Even though they seemed to be free they didn’t know what to
do. For 3 and a half years they had been told what to do every minute of the
day and also were given a half loaf of bread a day to eat. Little though it was
it was something. Now they searched abandoned farmhouses for food. They ate
almost anything and many more got sick and died because most of what they found
was rancid. There number went from 80 to 70…
They finally made it to Berlin . People from camps from all over Eastern Europe were there and the questions were always
the same, “Where were you?” “Did you know so and so?”
From there he went to Frankfurt
and got a job with the US Army. He knew his older sister was in Wilmington , Delaware
and sent letters to the Jewish agency there to try and locate her. She had
gotten married and had a different last name, but finally someone saw her first
name, thought it was unusual enough and contacted her. It was his sister.
In September of 1945 a friend talked him into going to the
bombed out synagogue to celebrate a Jewish high holy day. It took some
convincing because, as he said, he was “pretty mad at God.” During the service
someone tapped him on the shoulder and said there was a man in the back looking
for him. He went back there and an American 1st Lt. in the US Army
Air Corp said, “I’m your brother in law!”
He had flown from Delaware
to Paris and caught a hop to Frankfurt
to look for him.

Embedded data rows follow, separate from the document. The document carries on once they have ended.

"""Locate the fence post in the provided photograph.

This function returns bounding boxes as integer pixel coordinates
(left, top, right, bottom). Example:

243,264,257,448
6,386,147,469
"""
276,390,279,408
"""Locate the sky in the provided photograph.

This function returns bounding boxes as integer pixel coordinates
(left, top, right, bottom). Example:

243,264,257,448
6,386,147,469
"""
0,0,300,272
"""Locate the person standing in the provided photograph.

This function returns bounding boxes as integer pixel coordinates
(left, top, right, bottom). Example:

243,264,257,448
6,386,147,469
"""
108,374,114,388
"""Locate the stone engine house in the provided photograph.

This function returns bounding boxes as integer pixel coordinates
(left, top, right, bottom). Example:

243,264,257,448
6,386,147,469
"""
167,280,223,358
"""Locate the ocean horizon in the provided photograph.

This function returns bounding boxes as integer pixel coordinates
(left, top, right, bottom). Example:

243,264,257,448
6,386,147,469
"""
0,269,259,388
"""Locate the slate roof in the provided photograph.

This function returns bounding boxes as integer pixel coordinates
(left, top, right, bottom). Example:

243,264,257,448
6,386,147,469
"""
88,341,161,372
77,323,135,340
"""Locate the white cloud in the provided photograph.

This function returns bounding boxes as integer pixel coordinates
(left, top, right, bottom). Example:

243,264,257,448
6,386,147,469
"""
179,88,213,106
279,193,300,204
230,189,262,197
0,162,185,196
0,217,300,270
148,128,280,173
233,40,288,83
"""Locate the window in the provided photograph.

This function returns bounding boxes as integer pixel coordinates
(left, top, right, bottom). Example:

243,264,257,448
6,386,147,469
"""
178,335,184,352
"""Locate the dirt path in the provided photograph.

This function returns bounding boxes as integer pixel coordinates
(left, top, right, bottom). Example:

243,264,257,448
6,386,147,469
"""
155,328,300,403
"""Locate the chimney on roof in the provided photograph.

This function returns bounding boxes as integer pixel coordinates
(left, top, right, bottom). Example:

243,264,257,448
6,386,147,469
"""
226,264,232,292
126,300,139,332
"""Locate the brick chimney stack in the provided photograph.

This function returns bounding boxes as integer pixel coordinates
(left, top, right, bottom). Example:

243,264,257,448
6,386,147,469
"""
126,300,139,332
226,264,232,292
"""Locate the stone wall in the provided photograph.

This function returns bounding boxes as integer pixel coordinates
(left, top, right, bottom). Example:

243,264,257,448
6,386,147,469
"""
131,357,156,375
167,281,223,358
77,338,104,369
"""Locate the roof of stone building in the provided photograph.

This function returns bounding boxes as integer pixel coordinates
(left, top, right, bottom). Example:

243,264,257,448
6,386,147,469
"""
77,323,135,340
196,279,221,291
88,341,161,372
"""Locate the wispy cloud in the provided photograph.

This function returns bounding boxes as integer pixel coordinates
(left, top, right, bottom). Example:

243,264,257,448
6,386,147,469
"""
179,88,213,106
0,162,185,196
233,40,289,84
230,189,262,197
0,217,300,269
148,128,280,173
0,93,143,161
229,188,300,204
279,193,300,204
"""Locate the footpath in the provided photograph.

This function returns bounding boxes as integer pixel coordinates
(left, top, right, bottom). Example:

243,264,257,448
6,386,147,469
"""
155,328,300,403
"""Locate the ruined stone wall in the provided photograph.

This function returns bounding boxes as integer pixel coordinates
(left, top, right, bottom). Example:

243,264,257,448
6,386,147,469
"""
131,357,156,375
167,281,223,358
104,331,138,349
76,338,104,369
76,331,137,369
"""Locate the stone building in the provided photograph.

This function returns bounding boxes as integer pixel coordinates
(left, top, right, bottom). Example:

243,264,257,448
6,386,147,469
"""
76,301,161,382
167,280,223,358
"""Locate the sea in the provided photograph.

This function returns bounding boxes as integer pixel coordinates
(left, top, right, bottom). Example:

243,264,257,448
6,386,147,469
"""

And as he said, ‘Where do you look for a Jewish person on a
high holy day? In a synagogue of course!”
It took awhile, but his sister and her husband managed to
get him to America
where he not only finished high school, but college and became an engineer. He
married and had 4 sons and now has 9 grandchildren.
He loves America .
2 Comments:
Wow, Nancy, what an amazing story!! My son and I visited the Holocaust Museum in DC when he was in his teens and it was very moving. That same weekend we attend the Bat Mitzvah of a friend we knew when we lived in DC, so it was even more meaningful.
Hi Fran,
Thank you for your comment. We've been to the Holocaust Museum in DC too - only had 3 hours and only made it to one floor! We'll have to go back!